There are far too many parents who expect teachers to bring up their children and think that educating their children stops when the school bell rings.

wannaBe · 06/04/2009 09:22

on the news they said it was 1/4.

I'm not sure it should be about support, because most parents I know who are like this (and tbh there aren't a huge amount among the parents I personally know) don't think that they have any responsibility - they will blame everyone but themselves. The school, the current teacher, another child in the class even, but never themselves. And there really is no reasoning with people like that.

wannaBe · 06/04/2009 09:27

and, contentious I know, but how many parents take their children out of school during term time for holidays. Thus reinforcing the message to children that education is not important...

edam · 06/04/2009 09:30

KingRolo might have a point - as someone who isn't a teacher or TA I can't tell whether this is the equivalent of adults moaning about 'the youth of today' as every generation has since the Romans. (And probably earlier, only they didn't write it down.)

When it does happen, I bet it isn't class-related. There are middle class parents have a snotty attitude to schools, believing their precious cherubs couldn't possibly do anything wrong. Those who educate their children privately as much, if not more, than those who use state schools. Friend of mine in the private sector says if you work in the state sector, you get difficult kids, in private, you get difficult parents. Gross generalisation of course but some truth in it.

expatinscotland · 06/04/2009 09:34

I agree with the article. You now have a generation of feral people dragging up children who have no interest in education and see school and teachers as free babysitting.

You have a justice system which allows murderers to walk free in no time at all, so kids see there's no punishment for crime at all.

You have a society that glorifies porn, being thick and taking the easy way out.

This shouldn't come as a surprise to anyone.

We reap what we sow.

ForeverOptimistic · 06/04/2009 09:35

hmm not sure I agree with that wannabe, I personally wouldn't do it because in our area we are told in no uncertain terms that it would be unauthorised absence. I do have relatives that take their holiday in term time, if they didn't they wouldn't be able to afford a break and they do take education very seriously.

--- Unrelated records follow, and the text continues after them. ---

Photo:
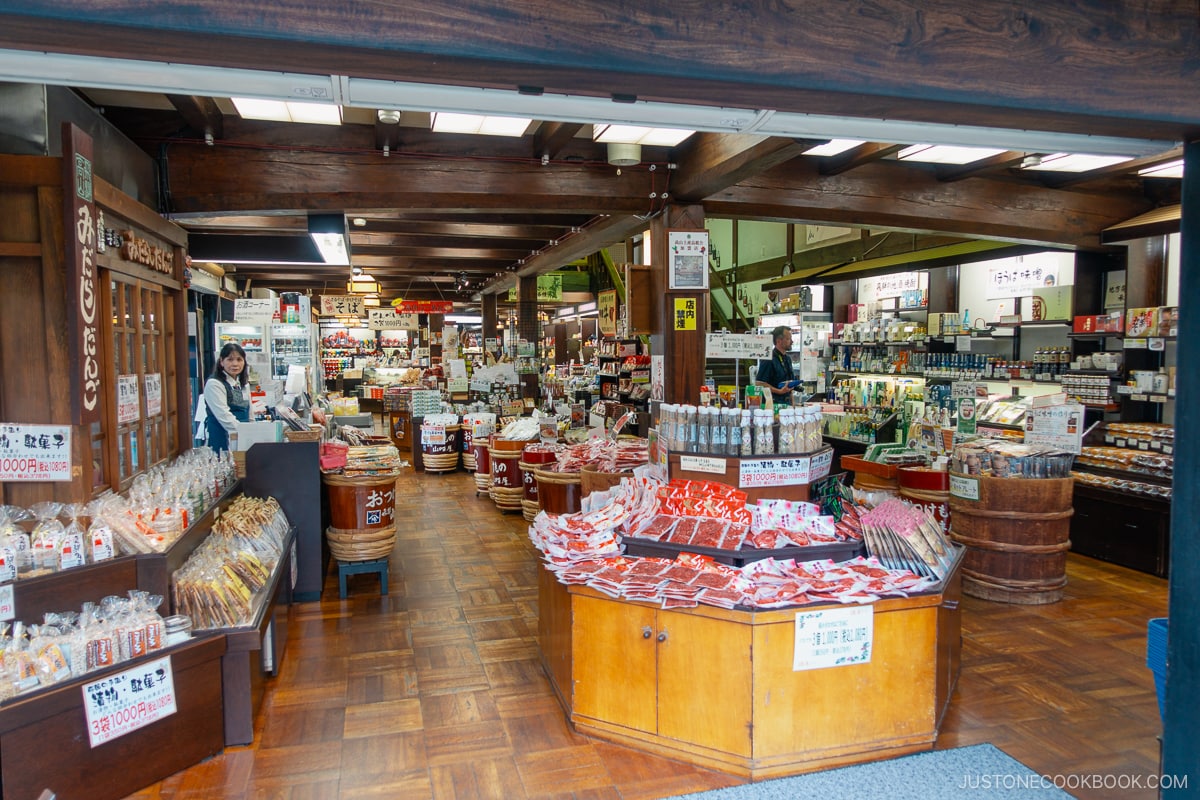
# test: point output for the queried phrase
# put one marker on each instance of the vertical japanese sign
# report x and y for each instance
(688, 259)
(154, 394)
(685, 313)
(127, 701)
(35, 452)
(606, 301)
(127, 400)
(83, 306)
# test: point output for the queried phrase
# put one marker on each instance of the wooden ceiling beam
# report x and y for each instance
(711, 162)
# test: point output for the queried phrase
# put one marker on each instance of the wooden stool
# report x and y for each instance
(358, 567)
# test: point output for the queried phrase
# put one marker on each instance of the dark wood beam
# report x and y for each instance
(948, 173)
(863, 154)
(940, 60)
(888, 194)
(711, 162)
(201, 114)
(551, 138)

BetsyBoop · 06/04/2009 09:45

I agree it's not just state sector

My brother works in a highly regarded public school & has had problems with both kids & parents - okay not usually effing and blinding, much more eloquent & (so far) no threats of physical violence, but the underlying thoughts of some parents & kids are the same

From the parents you get "My little Johny couldn't possibly have...(insert any bad behaviour)...it's the school's fault" and "It's your job to ensure Tarquin gets an A* in his GCSE and I will hold you personally accountable if he doesn't..."

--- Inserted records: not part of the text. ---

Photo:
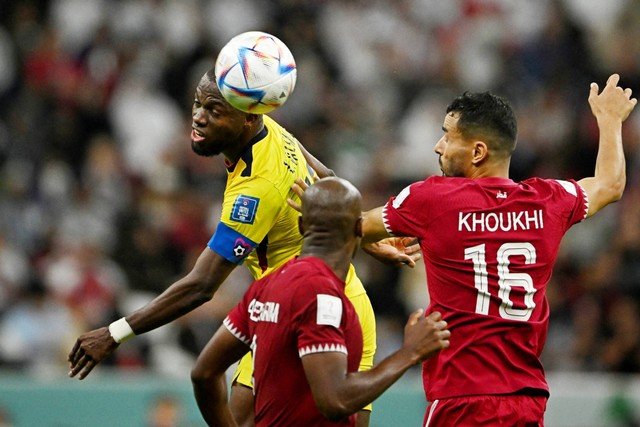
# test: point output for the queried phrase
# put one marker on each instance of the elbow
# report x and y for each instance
(201, 375)
(615, 191)
(334, 410)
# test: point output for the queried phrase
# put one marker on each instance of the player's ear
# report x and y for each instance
(480, 151)
(250, 119)
(358, 228)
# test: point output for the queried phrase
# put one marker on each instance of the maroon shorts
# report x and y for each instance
(487, 410)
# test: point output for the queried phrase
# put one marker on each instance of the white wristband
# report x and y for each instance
(121, 331)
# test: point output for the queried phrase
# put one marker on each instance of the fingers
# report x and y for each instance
(294, 205)
(73, 355)
(415, 317)
(83, 366)
(613, 80)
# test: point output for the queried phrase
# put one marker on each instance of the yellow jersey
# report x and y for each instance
(257, 227)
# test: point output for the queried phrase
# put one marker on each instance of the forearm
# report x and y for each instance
(373, 227)
(610, 161)
(361, 388)
(177, 300)
(211, 396)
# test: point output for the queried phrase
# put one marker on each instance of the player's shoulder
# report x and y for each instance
(561, 186)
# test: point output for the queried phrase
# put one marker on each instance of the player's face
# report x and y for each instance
(216, 126)
(455, 153)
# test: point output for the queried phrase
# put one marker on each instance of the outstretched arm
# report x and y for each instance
(186, 294)
(339, 394)
(209, 379)
(611, 107)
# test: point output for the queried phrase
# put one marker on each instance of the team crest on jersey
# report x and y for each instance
(244, 209)
(241, 248)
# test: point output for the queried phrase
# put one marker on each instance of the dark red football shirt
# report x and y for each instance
(489, 246)
(297, 310)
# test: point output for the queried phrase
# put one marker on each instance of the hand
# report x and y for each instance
(89, 350)
(425, 336)
(613, 102)
(396, 251)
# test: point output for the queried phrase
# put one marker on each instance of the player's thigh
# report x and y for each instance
(487, 410)
(367, 318)
(241, 399)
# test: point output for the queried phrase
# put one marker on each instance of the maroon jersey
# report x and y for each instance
(298, 310)
(489, 246)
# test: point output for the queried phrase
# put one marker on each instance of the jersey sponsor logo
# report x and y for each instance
(244, 209)
(569, 187)
(329, 310)
(263, 311)
(241, 248)
(401, 196)
(500, 221)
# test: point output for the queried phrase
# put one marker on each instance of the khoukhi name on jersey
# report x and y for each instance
(500, 221)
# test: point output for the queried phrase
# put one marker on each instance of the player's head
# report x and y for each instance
(480, 131)
(217, 127)
(332, 213)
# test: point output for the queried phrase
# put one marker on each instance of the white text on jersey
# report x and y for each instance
(500, 221)
(263, 311)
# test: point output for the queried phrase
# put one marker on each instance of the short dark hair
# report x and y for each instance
(488, 117)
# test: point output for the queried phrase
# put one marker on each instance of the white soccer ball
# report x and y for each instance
(255, 72)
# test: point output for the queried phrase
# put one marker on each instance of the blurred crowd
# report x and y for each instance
(103, 204)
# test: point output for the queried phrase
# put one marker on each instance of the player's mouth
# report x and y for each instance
(196, 136)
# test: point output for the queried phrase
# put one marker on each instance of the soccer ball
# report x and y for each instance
(255, 72)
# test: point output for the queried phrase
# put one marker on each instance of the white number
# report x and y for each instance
(506, 279)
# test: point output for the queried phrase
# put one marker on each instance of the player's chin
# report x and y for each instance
(199, 149)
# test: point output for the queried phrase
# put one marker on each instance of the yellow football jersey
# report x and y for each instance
(257, 227)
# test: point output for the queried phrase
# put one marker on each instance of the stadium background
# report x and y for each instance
(102, 203)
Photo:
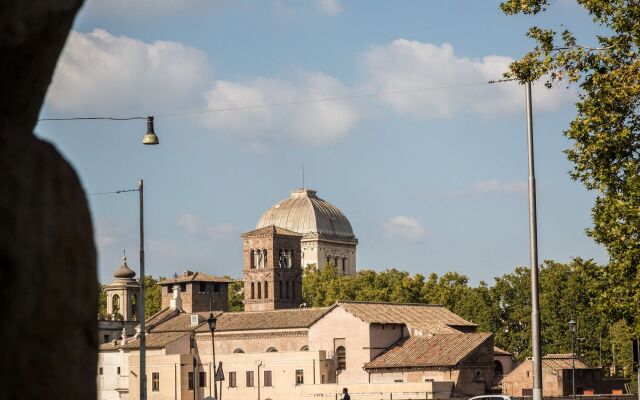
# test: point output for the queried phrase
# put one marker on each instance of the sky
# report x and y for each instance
(433, 179)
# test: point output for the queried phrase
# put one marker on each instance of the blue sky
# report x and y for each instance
(431, 181)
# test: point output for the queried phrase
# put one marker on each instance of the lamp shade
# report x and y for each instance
(212, 322)
(150, 137)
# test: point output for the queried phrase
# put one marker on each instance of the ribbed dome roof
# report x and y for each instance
(124, 272)
(304, 212)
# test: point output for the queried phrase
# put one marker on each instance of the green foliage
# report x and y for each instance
(236, 294)
(605, 132)
(153, 295)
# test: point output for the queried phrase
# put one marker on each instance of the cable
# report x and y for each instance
(290, 103)
(115, 192)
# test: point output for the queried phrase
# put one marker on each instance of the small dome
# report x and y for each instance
(124, 272)
(304, 212)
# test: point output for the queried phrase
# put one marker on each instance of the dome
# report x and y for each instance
(124, 272)
(304, 212)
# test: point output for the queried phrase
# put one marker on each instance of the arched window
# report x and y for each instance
(341, 355)
(134, 307)
(497, 369)
(115, 303)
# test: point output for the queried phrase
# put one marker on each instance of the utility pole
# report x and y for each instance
(143, 341)
(533, 242)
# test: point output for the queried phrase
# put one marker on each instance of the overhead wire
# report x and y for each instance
(289, 103)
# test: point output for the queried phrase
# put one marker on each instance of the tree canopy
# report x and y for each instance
(605, 132)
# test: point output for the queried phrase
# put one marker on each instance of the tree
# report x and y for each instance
(236, 294)
(605, 131)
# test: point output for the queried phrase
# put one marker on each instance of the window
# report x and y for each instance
(155, 381)
(190, 380)
(299, 377)
(341, 355)
(267, 378)
(249, 379)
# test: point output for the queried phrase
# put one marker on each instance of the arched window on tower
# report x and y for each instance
(341, 357)
(115, 304)
(134, 307)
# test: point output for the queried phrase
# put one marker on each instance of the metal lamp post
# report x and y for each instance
(573, 328)
(212, 327)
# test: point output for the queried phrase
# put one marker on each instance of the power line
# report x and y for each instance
(291, 103)
(114, 192)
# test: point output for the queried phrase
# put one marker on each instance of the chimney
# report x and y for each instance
(176, 301)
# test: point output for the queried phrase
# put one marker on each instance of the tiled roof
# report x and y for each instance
(194, 277)
(443, 350)
(255, 320)
(271, 229)
(182, 322)
(155, 340)
(159, 317)
(563, 361)
(429, 319)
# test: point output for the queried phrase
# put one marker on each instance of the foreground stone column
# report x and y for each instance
(48, 284)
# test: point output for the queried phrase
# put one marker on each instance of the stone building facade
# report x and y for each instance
(327, 234)
(198, 291)
(272, 269)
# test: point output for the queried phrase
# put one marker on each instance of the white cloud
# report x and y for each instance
(404, 227)
(99, 73)
(330, 7)
(496, 186)
(195, 227)
(314, 124)
(410, 65)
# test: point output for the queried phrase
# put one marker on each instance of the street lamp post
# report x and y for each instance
(573, 328)
(212, 327)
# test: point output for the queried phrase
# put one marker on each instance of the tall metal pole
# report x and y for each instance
(213, 348)
(573, 364)
(533, 249)
(143, 341)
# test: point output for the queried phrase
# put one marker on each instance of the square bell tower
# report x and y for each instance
(272, 269)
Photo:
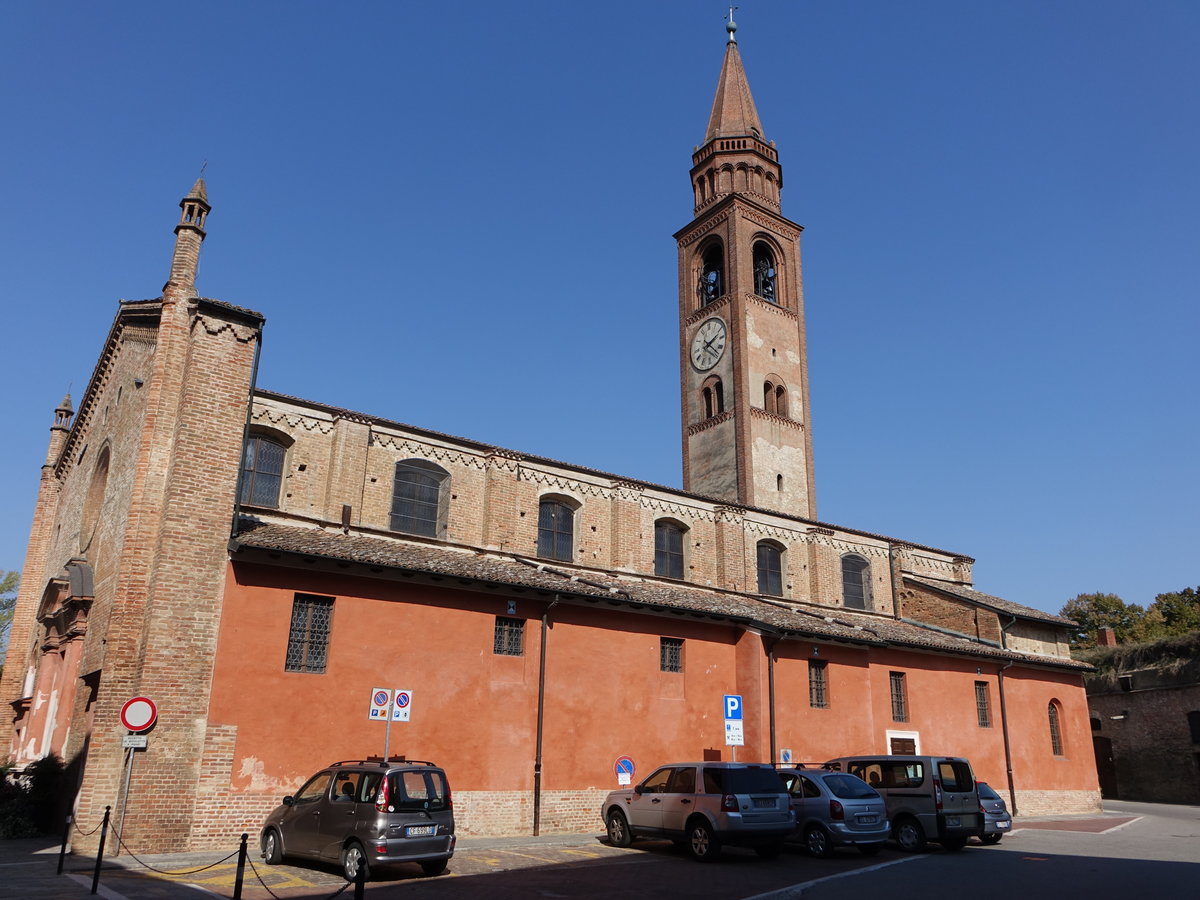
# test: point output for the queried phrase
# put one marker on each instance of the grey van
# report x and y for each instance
(365, 814)
(703, 805)
(929, 798)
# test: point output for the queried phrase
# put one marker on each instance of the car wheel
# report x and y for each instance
(618, 829)
(817, 841)
(354, 858)
(769, 851)
(702, 844)
(273, 850)
(910, 835)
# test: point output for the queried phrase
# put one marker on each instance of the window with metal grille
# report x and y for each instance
(419, 498)
(771, 569)
(855, 583)
(669, 549)
(899, 697)
(819, 688)
(671, 654)
(1055, 730)
(509, 640)
(309, 637)
(983, 705)
(262, 472)
(556, 531)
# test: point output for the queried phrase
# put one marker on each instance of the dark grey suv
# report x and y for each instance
(364, 814)
(702, 805)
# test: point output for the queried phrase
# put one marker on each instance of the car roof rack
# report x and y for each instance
(384, 763)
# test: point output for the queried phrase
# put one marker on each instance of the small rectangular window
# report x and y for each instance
(983, 705)
(899, 697)
(509, 640)
(671, 654)
(309, 637)
(819, 691)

One boy told him that he (my brother) HAD to do his GCSE course work for him as his Daddy had paid the school a lot of money to ensure this happened.... My brother of course pointed out that it didn't quite work like that to the boy (and his mother who turned up the next day to "resolve the issues he (my brother) had with her son"...)

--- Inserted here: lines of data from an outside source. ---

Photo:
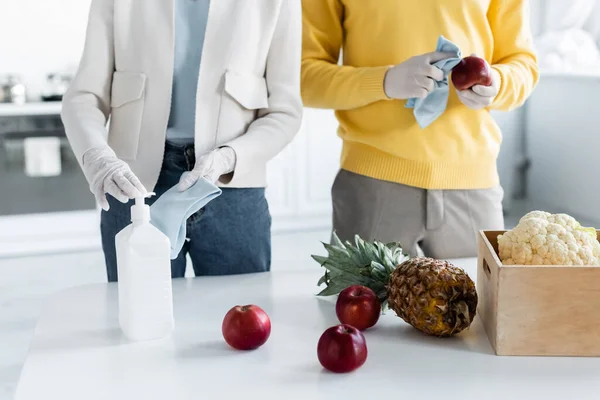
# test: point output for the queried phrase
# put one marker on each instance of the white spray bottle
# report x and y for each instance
(144, 268)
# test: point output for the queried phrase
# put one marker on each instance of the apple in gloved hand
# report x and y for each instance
(471, 71)
(342, 349)
(358, 306)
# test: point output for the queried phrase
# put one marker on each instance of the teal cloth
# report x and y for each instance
(430, 108)
(191, 17)
(170, 212)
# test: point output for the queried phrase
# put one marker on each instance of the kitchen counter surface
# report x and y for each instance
(78, 352)
(30, 109)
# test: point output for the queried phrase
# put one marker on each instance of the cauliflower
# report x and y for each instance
(542, 238)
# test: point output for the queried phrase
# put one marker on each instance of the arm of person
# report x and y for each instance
(325, 84)
(86, 104)
(514, 58)
(277, 124)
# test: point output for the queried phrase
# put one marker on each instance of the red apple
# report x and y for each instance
(246, 327)
(471, 71)
(358, 306)
(342, 348)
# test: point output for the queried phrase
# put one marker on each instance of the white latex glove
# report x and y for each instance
(479, 96)
(210, 166)
(415, 77)
(106, 173)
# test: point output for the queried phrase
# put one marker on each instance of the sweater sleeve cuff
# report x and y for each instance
(371, 85)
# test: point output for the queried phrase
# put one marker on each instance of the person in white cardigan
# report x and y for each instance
(188, 89)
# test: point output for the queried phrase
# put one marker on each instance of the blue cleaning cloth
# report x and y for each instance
(170, 212)
(429, 109)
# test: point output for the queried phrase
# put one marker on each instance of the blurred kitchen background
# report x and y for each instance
(49, 224)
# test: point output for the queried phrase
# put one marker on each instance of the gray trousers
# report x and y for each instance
(435, 223)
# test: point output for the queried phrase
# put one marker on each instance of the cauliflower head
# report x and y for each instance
(542, 238)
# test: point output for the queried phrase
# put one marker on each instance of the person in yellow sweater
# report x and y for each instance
(433, 188)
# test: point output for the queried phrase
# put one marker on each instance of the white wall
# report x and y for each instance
(41, 36)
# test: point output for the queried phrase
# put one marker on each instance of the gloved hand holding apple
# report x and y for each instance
(476, 83)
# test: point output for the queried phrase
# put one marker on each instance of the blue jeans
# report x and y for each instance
(230, 235)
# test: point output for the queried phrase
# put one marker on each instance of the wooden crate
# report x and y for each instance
(537, 310)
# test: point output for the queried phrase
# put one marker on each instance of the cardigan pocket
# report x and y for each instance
(127, 110)
(243, 95)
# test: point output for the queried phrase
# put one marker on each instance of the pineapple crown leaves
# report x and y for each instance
(360, 263)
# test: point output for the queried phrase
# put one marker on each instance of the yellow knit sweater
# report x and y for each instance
(381, 138)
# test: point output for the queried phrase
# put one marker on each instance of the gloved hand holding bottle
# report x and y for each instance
(106, 173)
(415, 77)
(210, 166)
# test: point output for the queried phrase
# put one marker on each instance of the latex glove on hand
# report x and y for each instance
(479, 97)
(210, 166)
(106, 173)
(416, 77)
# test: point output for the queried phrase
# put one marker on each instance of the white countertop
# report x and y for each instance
(30, 109)
(78, 352)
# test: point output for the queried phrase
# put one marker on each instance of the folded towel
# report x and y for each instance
(428, 109)
(170, 212)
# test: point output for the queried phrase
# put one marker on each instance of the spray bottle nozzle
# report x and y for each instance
(140, 211)
(141, 200)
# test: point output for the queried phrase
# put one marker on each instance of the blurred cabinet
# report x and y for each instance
(300, 178)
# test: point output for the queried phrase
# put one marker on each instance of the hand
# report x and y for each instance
(107, 174)
(415, 77)
(210, 166)
(479, 96)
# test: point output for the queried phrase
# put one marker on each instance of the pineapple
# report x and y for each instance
(433, 296)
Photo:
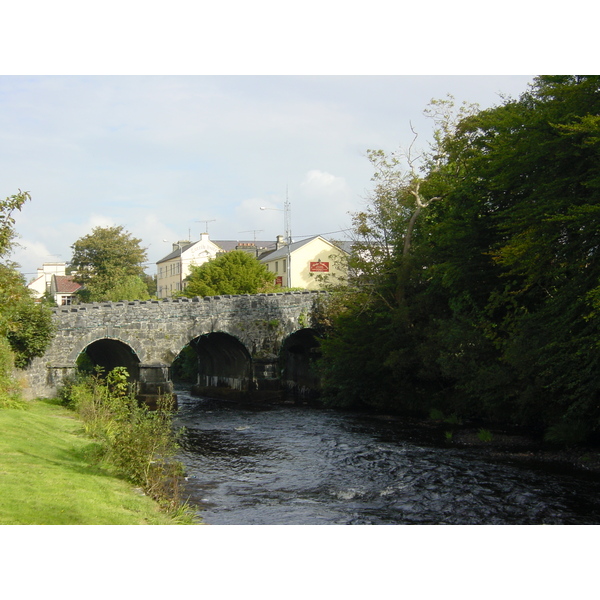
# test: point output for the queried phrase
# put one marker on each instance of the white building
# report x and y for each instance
(307, 264)
(52, 278)
(172, 270)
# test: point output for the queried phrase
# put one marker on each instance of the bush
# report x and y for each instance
(10, 391)
(139, 442)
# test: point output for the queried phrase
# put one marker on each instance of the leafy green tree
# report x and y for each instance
(488, 301)
(235, 272)
(25, 326)
(109, 261)
(515, 253)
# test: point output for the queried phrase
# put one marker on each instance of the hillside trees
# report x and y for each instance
(25, 327)
(500, 296)
(109, 264)
(235, 272)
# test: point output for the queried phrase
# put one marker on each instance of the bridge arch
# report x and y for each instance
(223, 362)
(240, 340)
(109, 353)
(299, 353)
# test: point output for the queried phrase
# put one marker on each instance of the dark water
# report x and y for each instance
(294, 465)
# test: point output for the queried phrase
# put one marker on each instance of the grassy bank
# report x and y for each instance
(49, 474)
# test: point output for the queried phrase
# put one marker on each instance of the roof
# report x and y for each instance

My SIL works as a teacher in the state sector, they've both been teaching for about 30yrs and both say it's getting worse every year.

juuule · 06/04/2009 09:46

This thread is depressing.
I feel so sorry for the children who are brought up to respect people having to live with this 6 hours a day and despair that they would fall in with the rest and think that bad behaviour is the way to go.
I feel sorry for teachers who must at some point come to consider their students as the enemy and possibly tar other children with the same brush when they don't deserve to be.
And everybody blaming each other.

Wannabe taking children out of school during term-time doesn't necessarilly mean reinforcing the message that education isn't important. It might mean that some aspects of school are not as important as they are made out to be and that there are other things that can matter more. But that's been done to death on other threads.